Neuro-science (which let’s remember is only about 30 years old as a proper discipline) is telling us from MRi scans that the frontal lobe – the bit of our brain the gives us our best thinking – is particularly susceptible to cognitive fatigue. And at the same time for most people in the Western world it is also completely overloaded with inputs.
I’ve found Daniel Kahneman’s book – Thinking Fast & Slow – really helpful here in understanding what’s known as “decision fatigue”. Knowledge workers like you and me spend out days making hundreds, sometimes thousands of decisions – large and small. It explains why at the end of a day where we’ve bounced from meeting to meeting, given directions to team members, negotiated deals, created content, managed clients, developed solutions and sifted through a small mountain of email and online communications, we can end up utterly exhausted. And all that despite sometimes not feeling like we’ve really achieved much!

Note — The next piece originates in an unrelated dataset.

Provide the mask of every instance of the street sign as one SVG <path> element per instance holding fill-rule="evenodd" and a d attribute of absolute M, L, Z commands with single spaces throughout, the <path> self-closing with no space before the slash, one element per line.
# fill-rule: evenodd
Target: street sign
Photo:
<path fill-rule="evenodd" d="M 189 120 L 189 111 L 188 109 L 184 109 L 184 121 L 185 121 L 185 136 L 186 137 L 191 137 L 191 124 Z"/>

Anyway, the real problem is the long term accumulation of said fatigue. Because we simply get used to it.
In my case, I accept the ache as normal. I keep producing amidst a mental fog that slowly seems to get more dense. And it’s all because I don’t esteem the idea of rest.
I keep telling myself a story that “Well, if clients and the team are delighted and value seems to be flowing all over the place then things must be ok, right? Just keep going”.
But deep down I know (and mostly avoid) three nagging realities…
i) Even though the recipients of what I do are happy, I secretly know quality of my work could and should be better. And better wont come from simply working harder.
ii) Just keeping pushing isn’t going to be sustainable for the long term. What’s the point of succeeding this year and failing over ten?
iii) My family and friends deserve more. It’s not ok for me to consistently be a bit of a zombie in the evenings and at weekends because I engineer the week to be so draining.